A Winter Break Exploration into AI-Driven Image Generation

We get a rather substantial winter break at SUNY Brockport, and I often use this time to do something “different”. This year, I wanted to explore image generation using AI (since everything AI is all the rage right now). Furthermore, I upgraded my computer recently and purchased a high(er) end graphics card. I got to thinking that running AI generation software locally might be a good test of my system, but needed a project. Then, I found this in my inbox:

I tend not to trust NY Times emails (if you trust blocked content, then any ads in the email are shown; however if I go directly to the website, my adblockers do their job). What is interesting is that the alt text for the image seems very AI-like. I wonder why a company focused on writing words needs to use an AI to generate a caption for an image they created (hopefully that is the case). It got me thinking: if they used AI to generate this caption, I would like to see what AI does with those words as a prompt to generate images.
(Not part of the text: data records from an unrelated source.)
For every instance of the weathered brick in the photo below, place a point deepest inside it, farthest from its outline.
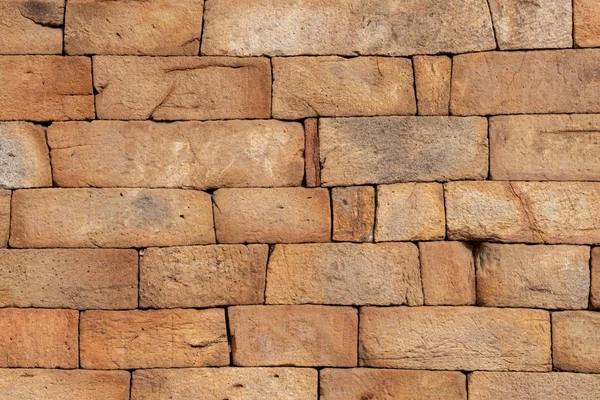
(44, 88)
(293, 335)
(150, 27)
(529, 212)
(455, 338)
(545, 147)
(410, 211)
(33, 338)
(539, 276)
(203, 276)
(225, 383)
(368, 383)
(184, 154)
(575, 338)
(448, 273)
(350, 27)
(532, 82)
(80, 279)
(357, 151)
(110, 218)
(153, 339)
(272, 215)
(182, 88)
(337, 87)
(345, 274)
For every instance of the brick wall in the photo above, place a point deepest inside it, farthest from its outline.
(299, 199)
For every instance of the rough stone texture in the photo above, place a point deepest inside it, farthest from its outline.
(153, 339)
(31, 338)
(348, 27)
(432, 80)
(529, 212)
(337, 87)
(44, 88)
(410, 211)
(345, 274)
(455, 338)
(357, 151)
(518, 275)
(363, 383)
(532, 24)
(275, 215)
(150, 27)
(353, 213)
(529, 82)
(575, 338)
(293, 335)
(28, 384)
(182, 88)
(80, 279)
(545, 147)
(225, 383)
(182, 154)
(448, 273)
(110, 218)
(203, 276)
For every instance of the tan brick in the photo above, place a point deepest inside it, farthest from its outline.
(225, 383)
(337, 87)
(182, 88)
(455, 338)
(293, 335)
(29, 384)
(74, 278)
(432, 76)
(345, 274)
(368, 383)
(358, 151)
(545, 147)
(353, 213)
(203, 276)
(150, 27)
(529, 212)
(410, 211)
(448, 273)
(184, 154)
(539, 276)
(575, 338)
(110, 218)
(44, 88)
(33, 338)
(272, 215)
(149, 339)
(531, 82)
(348, 27)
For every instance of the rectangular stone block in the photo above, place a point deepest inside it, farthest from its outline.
(345, 274)
(190, 154)
(299, 336)
(153, 339)
(455, 338)
(111, 218)
(182, 88)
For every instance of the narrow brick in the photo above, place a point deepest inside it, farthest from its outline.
(272, 215)
(190, 154)
(153, 339)
(110, 218)
(345, 274)
(455, 338)
(182, 88)
(293, 335)
(31, 338)
(358, 151)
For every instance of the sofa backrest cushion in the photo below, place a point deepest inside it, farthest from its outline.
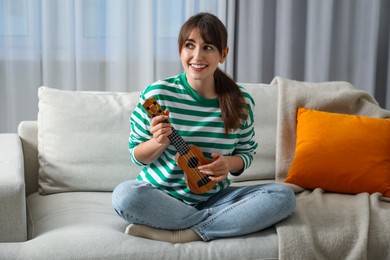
(82, 138)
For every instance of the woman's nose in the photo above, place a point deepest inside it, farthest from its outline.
(198, 54)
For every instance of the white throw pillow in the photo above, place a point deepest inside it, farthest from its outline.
(83, 140)
(266, 101)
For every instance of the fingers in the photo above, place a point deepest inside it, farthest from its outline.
(160, 128)
(216, 170)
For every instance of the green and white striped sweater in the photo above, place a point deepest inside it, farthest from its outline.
(198, 121)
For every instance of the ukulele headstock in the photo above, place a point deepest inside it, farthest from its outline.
(152, 107)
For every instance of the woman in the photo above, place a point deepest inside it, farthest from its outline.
(209, 110)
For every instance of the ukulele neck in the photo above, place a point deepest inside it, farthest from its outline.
(179, 143)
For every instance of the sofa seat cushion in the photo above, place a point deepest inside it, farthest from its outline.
(84, 225)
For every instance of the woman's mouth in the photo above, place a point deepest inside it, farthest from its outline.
(198, 66)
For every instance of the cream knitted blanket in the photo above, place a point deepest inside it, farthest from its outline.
(328, 225)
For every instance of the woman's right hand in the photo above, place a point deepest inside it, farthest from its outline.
(150, 150)
(160, 128)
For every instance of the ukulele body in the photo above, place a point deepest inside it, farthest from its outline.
(196, 181)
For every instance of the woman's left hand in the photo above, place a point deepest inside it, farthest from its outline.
(217, 170)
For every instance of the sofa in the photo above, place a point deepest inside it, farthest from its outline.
(57, 174)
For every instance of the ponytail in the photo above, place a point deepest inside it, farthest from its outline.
(231, 101)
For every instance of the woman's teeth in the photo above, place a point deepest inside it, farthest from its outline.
(196, 66)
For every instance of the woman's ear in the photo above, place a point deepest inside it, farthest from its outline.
(224, 55)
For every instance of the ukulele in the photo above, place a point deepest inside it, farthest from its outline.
(188, 157)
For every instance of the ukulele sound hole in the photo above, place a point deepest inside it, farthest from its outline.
(193, 162)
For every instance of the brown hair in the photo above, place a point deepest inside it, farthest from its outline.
(231, 100)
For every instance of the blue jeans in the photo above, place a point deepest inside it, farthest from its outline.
(234, 211)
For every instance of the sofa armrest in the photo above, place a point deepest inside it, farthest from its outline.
(13, 226)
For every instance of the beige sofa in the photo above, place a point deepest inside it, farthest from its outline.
(57, 174)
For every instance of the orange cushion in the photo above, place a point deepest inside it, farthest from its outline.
(341, 153)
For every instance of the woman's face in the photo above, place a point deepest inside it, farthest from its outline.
(200, 59)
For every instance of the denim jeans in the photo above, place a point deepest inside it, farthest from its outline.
(232, 212)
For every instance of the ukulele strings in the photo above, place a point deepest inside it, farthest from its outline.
(187, 154)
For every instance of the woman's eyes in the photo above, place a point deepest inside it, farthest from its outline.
(189, 46)
(206, 47)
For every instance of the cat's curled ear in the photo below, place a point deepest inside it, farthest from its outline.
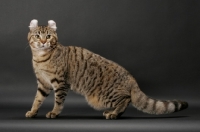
(33, 24)
(52, 25)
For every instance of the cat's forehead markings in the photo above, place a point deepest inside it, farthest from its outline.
(43, 29)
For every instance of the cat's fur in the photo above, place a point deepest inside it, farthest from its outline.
(105, 84)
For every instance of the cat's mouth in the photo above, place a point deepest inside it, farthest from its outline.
(40, 46)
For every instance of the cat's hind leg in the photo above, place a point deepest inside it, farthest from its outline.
(118, 110)
(41, 95)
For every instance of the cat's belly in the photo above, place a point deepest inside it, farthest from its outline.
(94, 102)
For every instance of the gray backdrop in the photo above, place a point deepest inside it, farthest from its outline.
(157, 41)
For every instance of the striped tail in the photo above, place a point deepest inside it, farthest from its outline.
(154, 106)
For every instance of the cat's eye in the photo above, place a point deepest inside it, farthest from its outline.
(48, 36)
(37, 36)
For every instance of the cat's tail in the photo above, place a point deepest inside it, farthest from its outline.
(153, 106)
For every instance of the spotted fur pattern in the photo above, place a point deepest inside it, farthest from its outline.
(105, 84)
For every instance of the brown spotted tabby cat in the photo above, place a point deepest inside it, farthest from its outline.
(105, 84)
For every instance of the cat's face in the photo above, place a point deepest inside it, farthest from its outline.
(42, 38)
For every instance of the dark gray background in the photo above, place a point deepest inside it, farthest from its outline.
(157, 41)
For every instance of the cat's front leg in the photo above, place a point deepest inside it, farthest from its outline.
(41, 94)
(60, 94)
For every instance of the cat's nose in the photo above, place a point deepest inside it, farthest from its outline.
(43, 41)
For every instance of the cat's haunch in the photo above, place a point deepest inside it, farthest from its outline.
(105, 84)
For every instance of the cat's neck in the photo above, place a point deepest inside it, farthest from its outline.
(41, 55)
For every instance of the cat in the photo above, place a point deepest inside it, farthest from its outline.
(105, 84)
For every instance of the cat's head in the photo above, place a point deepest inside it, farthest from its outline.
(42, 37)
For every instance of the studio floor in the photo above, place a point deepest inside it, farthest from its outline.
(78, 116)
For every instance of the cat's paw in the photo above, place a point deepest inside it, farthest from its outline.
(31, 114)
(108, 115)
(51, 115)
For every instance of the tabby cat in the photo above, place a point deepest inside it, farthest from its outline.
(105, 84)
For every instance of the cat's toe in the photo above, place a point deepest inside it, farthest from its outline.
(51, 115)
(31, 114)
(110, 116)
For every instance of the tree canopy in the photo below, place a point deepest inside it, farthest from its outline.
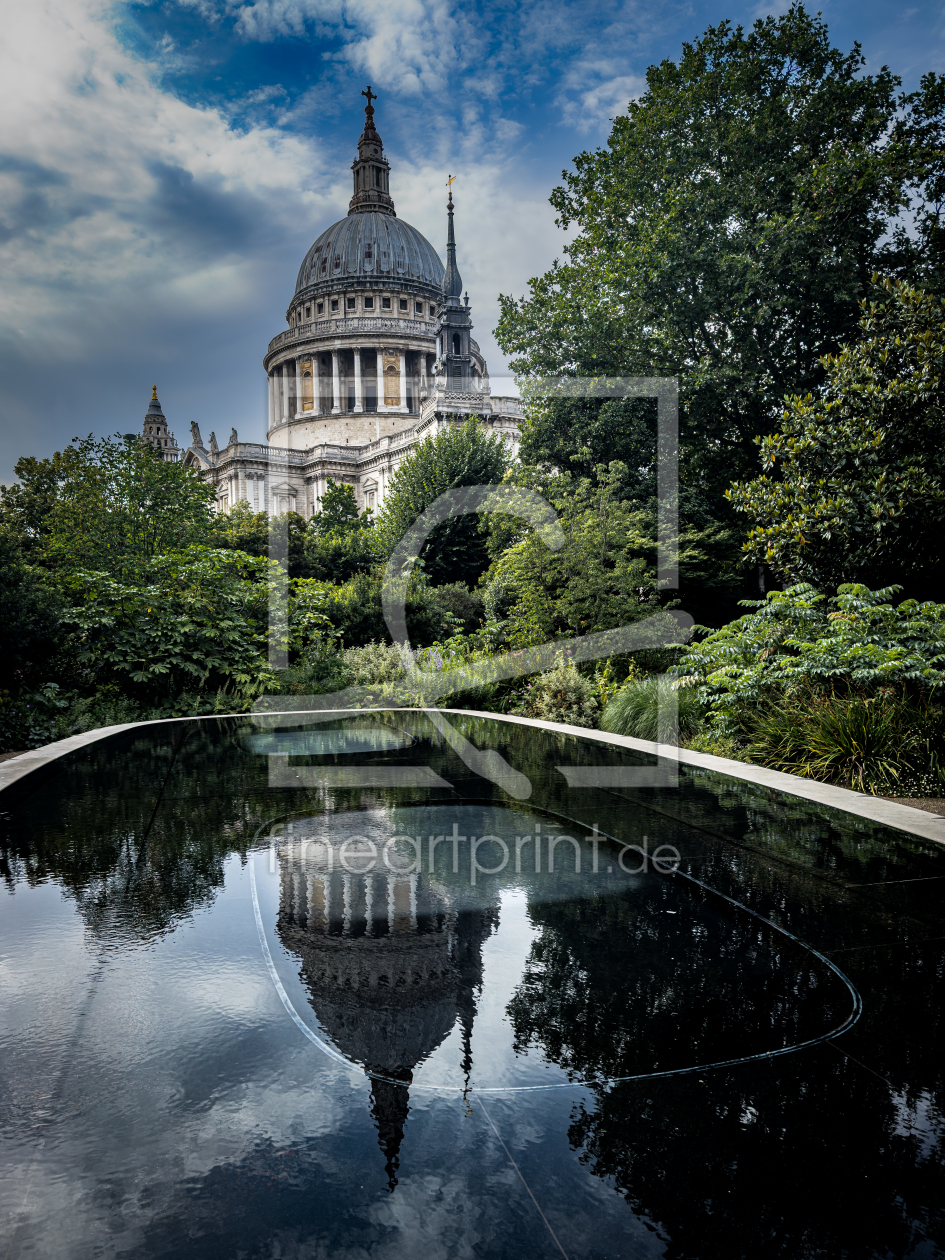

I would not say that getting my computer set up for image generation was trivial; however, the documentation at huggingface has been extremely helpful with clear and concise examples. Knowing a bit of python – and knowing that ChatGPT can generate the code I don’t know, has made creating a simple locally-driven image generation app fairly straightforward.

Anyway, on to the results. I took the caption above and used that to prompt some image generation models. There are a bunch out there, including stable diffusion, open journey, and open dalle. I’ve got a version of each stored locally, and here’s what they came up with.

PROMPT: An illustration of a silhouetted cut out of a woman from the shoulders up on a wooden surface. Through the negative space of the woman we see blue sky with white daisies and green leaves flowing in a circular pattern.

The first up is stable diffusion, which is relatively quick on my computer, generating the four examples above in about 30 seconds. It seems to get the silhouette, white daises, and circular pattern correct and wooden surface, but is not consistent on the “from the shoulders up” and doesn’t do much with the “green leaves”. None of these images seem to be something that NYTimes would publish. Note, at the time of this writing, I haven’t looked at the actual image. I’m going to wait to do that until after AI has generated the images.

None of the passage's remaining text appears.